Niepowodzeniem zakończyły się poszukiwania zaginionego Michała Wojtysia, mieszkańca Kościelnej, który przepadł bez śladu ponad tydzień temu. Starania 110 ochotników i grupy ratowniczo-poszukiwawczej z Ostrowa Wielkopolskiego zakończyły się w niedzielę, 13 stycznia przed godziną 16.00. Przeszukano blisko 12-kilometrowy odcinek wskazany przez wspólne ustalenia najbliższej rodziny i funkcjonariuszy wydziału kryminalnego pleszewskiej komendy.
Obszar poszukiwań, który został stworzony przez ratowników i planistę obejmował blisko 12-kilometrowy odcinek rzeki Prosny i jej brzegów, począwszy od ścisłego centrum miasta do końca Kościelnej Wsi. Podzieleni na trzy grupy ochotnicy przeszukali błotniste nabrzeża, łąki, pola i okoliczne lasy. Nie natrafiono na żadne ślady, mogące świadczyć o miejscu przebywania bądź przemieszczania się 29-latka. To dobra i zarazem zła wiadomość.

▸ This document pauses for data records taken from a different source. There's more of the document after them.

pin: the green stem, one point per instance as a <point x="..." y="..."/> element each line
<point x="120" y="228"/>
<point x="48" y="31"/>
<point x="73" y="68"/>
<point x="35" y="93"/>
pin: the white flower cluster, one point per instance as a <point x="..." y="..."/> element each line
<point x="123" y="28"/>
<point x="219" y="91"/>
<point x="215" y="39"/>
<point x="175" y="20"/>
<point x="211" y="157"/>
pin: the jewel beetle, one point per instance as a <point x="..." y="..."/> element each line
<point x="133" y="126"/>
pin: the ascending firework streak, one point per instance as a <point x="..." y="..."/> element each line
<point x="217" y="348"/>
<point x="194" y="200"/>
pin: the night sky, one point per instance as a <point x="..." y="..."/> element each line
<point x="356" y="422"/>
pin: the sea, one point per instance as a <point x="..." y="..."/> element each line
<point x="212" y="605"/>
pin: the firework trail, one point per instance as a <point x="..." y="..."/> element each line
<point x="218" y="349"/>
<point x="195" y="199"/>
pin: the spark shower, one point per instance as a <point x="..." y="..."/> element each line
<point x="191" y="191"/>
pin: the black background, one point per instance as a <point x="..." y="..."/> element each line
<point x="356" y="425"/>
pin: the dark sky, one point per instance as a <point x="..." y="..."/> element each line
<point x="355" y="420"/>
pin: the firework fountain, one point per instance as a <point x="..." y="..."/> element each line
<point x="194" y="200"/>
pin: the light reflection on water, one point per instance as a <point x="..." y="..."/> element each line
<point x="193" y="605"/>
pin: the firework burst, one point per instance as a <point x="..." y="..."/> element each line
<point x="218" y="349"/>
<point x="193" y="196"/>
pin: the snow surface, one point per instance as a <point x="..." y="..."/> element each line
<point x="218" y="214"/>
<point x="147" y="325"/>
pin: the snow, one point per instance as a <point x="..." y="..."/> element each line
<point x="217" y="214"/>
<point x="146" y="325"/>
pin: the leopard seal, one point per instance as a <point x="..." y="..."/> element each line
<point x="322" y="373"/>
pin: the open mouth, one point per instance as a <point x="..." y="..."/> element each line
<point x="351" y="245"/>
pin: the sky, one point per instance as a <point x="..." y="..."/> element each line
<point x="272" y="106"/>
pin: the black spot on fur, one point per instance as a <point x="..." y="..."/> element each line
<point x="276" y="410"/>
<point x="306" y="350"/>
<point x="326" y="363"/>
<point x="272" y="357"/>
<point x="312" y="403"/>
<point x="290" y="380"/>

Kiedy poszukiwania zostaną wznowione narazie nie wiadomo. Policja poszukuje osób i świadków, którzy w chwili opuszczenia lokalu przez Michała Wojtysia znajdowały się na miejscu zdarzenia, lub mogą dysponować jakimikolwiek informacjami.
Przypomnijmy, że 29-latek zaginał w nocy z soboty na niedzielę, 5/6 stycznia br. w centrum miasta, gdzie widziany był po raz ostatni. Mężczyzna bawił się w jednym z lokali przy ul. Śródmiejskiej, skąd został wyproszony na zewnątrz bez kurtki.